Mungkin ada yang bertanya, apa bedanya?
Sederhana, karena air payau masih memiliki karakter air tawar, yang artinya kandungan garamnya tidak setinggi air laut.
Artinya, pengolahan air payau jauh lebih ringan daripada harus mengolah air laut yang mungkin bisa kita katakan setara dengan air limbah.
Negara seperti Jepang, China, Taiwan dan juga Korea Selatan menerapkan praktik pengolahan air menggunakan teknologi untuk desalinasi.
Negara-negara tersebut secara umum memiliki luas wilayah yang kecil dengan kepadatan penduduk yang cukup signifikan.

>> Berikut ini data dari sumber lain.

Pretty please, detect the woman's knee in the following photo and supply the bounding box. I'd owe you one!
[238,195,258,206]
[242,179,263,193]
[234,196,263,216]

Sehingga pemilihan air laut menjadi preferensi dari negara tersebut di samping juga tidak tersedianya sumber air payau, atau hanya sedikit tersedia.
Adapun di wilayah Amerika Bagian utara, pemanfaatan air payau sebagai sumber pengolahan air untuk desalinasi lebih banyak.
Secara lebih spesifik lagi, dari total 115 juta meter kubik air per hari yang berasal dari desalinasi, 60% menggunakan air yang bersumber dari laut.
Sementara penggunaan air payau sebanyak 19%, air limbah sebanyak 9% dan sisanya adalah air tawar sebanyak 8% dan air murni sebanyak 4%.
Saatnya untuk Mulai Desalinasi dengan Menggunakan Teknik RO
Terdapat beberapa cara untuk mengolah air dalam proses desalinasi selain menggunakan RO, meski sekarang sudah saatnya beralih ke RO.
Data menunjukkan bahwa secara global, lebih dari 74% fasilitas desalinasi menggunakan teknik berbasis membrane, yaitu reverse osmosis.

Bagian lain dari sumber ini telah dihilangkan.